Advisors are Your Friend
Larry’s team is rolling out a coaching-based approach, so you'll continue working with someone who knows your story. Treat advisors like partners, not checkout clerks. Jeremy adds two power moves:
- Book early (late September, early October or in February—quieter advising seasons).
- Email your goals and questions in advance so they can prepare and block enough time.
Picking Classes and Professors
- Listen to students you trust. Word-of-mouth beats a random online rant. One person’s “worst class ever” might be your favorite.
- Follow good people. If you click with a professor, take more classes from them.
- Join the club. Laura met instructors running education clubs and got to know their teaching style before enrolling.
- Use your advisor strategically. Bring your interests and learning preferences; let them help you build a schedule that suits your work style.
If You’re Struggling to Ask for Help
- Use a bridge person. If one instructor’s response stung, try another trusted faculty or staff member. Don’t internalize one bad interaction.
- Find your tribe. Peers, professors and coaches are people who remind you why you started and won’t let you forget it.
- Prove the past wrong. Laura’s mantra: You can do hard things. Old messages don’t get to decide your future.
- Remember: support is not charity.

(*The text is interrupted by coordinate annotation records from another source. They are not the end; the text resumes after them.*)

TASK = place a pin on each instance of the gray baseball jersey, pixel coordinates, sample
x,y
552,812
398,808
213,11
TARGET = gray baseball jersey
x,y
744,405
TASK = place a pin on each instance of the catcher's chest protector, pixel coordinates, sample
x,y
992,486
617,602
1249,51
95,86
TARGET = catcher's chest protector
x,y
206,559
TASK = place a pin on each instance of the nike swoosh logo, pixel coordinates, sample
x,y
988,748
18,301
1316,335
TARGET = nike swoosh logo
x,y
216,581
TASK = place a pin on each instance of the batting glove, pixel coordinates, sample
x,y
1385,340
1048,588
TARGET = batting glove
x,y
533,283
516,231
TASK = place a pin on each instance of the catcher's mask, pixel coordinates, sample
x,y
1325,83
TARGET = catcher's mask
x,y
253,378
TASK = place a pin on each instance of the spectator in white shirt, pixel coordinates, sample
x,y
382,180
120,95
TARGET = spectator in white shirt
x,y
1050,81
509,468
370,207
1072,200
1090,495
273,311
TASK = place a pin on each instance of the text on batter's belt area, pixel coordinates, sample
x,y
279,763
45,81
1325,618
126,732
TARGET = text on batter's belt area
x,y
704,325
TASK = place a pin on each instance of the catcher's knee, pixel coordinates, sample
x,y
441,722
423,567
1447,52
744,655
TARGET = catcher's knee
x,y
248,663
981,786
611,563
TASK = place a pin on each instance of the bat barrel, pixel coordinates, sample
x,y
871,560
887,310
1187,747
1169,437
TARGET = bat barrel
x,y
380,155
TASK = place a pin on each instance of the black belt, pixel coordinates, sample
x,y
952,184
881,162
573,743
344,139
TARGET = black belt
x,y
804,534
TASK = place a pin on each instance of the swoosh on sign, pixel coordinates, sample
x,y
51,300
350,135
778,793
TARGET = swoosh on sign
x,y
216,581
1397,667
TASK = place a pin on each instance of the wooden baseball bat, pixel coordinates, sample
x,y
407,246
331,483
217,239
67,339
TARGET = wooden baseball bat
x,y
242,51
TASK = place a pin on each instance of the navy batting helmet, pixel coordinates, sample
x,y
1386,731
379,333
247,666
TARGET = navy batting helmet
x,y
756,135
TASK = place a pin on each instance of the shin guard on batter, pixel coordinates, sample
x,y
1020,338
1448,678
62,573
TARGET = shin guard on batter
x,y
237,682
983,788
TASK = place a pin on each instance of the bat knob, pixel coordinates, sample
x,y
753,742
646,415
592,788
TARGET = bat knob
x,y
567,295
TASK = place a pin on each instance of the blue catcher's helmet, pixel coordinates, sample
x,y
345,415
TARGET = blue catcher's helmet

It’s a strategy. The strongest students use it early and often.
- TRIO Student Support Services guides many Aims first-gen students to achieve maximum academic success and career readiness.
Did you know that 49 percent of Aims students identify as first-generation college students? Whether you fall into that category or not, this panel provided excellent inspiration and advice for all pursuing higher education.